A la cérémonie d’inauguration du siège de l’Association des footballeurs camerounais (Afc) à Japoma (Douala) lundi 23 juin 2008, Roger Milla était là. Invité de marque depuis plusieurs mois, Samuel Eto’o Fils n’a pas été aperçu sur le lieu de l’événement. Il a préféré se rendre au Kenya dans le cadre d’un programme social pour la marque Omo. Certains observateurs estiment qu’il ne voulait simplement pas se retrouver avec Albert Roger Milla, le président d’honneur de l’Afc. Cette situation, si elle perdurait, serait un coup dur pour les relations jusque-là cordiales entre Samuel Eto’o Fils et Albert Roger Milla.

Eto’o – Milla
La fin d’une idylle ?

Les relations entre Samuel Eto’o et Roger Milla datent du milieu des années 90 quand, après un match au cours duquel Samuel Eto’o Fils avait été époustouflant avec Ucb football club au stade de la Réunification de Douala, le jeune avait reçu de Albert Roger Milla un de ses maillots, n° 9. Marqué par ce geste venant du footballeur auquel il a toujours voulu ressembler depuis sa tendre enfance, Samuel Eto’o Fils ne manque pas d’occasion pour magnifier la carrière de Albert Roger Milla. Partout dans le monde où il est invité à s’exprimer, l’avant-centre du Fc Barcelone et des Lions Indomptables mentionne toujours le nom et les performances de Milla. Sur les podiums de la Confédération africaine de football (Caf), de la Fédération internationale de football association (Fifa) ou de la Fédération internationale des footballeurs professionnels (Fifpro), pour la réception de ses multiples distinctions, Samuel Eto’o Fils ne manque pas de magnifier le vieux Lion.

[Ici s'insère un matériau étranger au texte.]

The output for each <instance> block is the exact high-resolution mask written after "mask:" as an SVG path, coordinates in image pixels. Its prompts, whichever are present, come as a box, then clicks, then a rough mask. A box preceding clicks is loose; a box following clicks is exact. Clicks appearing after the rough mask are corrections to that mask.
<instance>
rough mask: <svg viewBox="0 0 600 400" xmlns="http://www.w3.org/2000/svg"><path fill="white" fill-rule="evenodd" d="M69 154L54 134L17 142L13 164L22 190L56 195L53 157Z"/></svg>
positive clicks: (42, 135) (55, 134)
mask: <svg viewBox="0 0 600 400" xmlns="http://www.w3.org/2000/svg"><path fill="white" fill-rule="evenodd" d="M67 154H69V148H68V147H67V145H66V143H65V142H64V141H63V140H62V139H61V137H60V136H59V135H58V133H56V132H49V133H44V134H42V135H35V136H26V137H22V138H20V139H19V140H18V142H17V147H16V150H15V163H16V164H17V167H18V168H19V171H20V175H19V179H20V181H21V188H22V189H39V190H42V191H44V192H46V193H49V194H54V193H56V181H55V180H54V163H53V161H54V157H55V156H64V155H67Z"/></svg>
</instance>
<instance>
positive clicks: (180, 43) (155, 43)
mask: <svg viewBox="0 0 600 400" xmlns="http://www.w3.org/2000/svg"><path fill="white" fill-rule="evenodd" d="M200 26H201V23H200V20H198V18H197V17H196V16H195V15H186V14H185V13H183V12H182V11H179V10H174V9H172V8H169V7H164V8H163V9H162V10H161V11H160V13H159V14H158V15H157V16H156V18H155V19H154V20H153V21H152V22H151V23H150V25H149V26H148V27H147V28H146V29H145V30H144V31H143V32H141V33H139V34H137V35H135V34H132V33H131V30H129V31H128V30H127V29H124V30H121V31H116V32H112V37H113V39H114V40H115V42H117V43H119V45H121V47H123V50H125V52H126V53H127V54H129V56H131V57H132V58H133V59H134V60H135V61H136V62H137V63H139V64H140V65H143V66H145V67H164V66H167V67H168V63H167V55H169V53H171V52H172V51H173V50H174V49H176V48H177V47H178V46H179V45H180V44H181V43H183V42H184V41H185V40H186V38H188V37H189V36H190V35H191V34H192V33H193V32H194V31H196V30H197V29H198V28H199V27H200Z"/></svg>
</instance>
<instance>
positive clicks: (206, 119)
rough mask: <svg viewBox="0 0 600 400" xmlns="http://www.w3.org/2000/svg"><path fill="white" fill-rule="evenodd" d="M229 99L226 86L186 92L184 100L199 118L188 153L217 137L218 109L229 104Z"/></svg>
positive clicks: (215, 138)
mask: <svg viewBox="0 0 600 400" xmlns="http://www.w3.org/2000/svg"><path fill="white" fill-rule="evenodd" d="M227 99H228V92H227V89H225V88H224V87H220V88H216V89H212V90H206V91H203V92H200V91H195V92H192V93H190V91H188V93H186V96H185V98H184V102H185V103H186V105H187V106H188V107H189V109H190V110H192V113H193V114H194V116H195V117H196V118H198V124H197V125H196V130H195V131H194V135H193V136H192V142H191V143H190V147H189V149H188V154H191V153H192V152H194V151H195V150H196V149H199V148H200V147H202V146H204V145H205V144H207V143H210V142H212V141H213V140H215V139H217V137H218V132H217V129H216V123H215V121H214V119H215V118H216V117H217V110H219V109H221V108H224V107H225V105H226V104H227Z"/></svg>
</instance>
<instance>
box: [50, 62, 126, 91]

Très humble, il dit constamment à qui veut l’entendre que Milla est, pour lui, le meilleur joueur du monde. « Le fait pour Samuel Eto’o Fils de toujours mentionner le nom de Albert Roger Milla crée même, par moment, des jalousies parmi les anciens Lions. Certains d’entre eux pensent que l’ambassadeur itinérant est constamment mis aux petits soins par Samuel Eto’o Fils », révèle un ancien Lion. Celui-ci pense tout de même que le malaise entre Eto’o et Milla voire entre les Lions actuels et l’ancienne génération des joueurs de l’équipe nationale était prévisible. Car, ces anciens ont joué à une époque où les footballeurs ne gagnaient pas beaucoup d’argent comme de nos jours. « Indigents pour la plupart, ces anciens sont toujours en train d’aller exposer leurs problèmes d’argent à la jeune génération constituée en grande partie de footballeurs pédants qui vous aident et le racontent partout pour vous humilier », déclare un autre ancien Lion.
Celui-ci et nombre de coéquipiers de sa génération interrogés par Le Messager, appellent à une prise de conscience des Lions actuels. Ils invitent ceux-ci à comprendre qu’au-delà de l’argent qu’ils ont, rien n’est important que les relations humaines avec tout ce qu’elles comportent, susceptibles de faire éviter des situations comme celle qui prévaut actuellement entre les Lions Indomptables et Albert Roger Milla. Il est tout aussi important que les anciens Lions sachent quels problèmes poser à leurs jeunes frères, qui supportent parfois le poids de tout un village.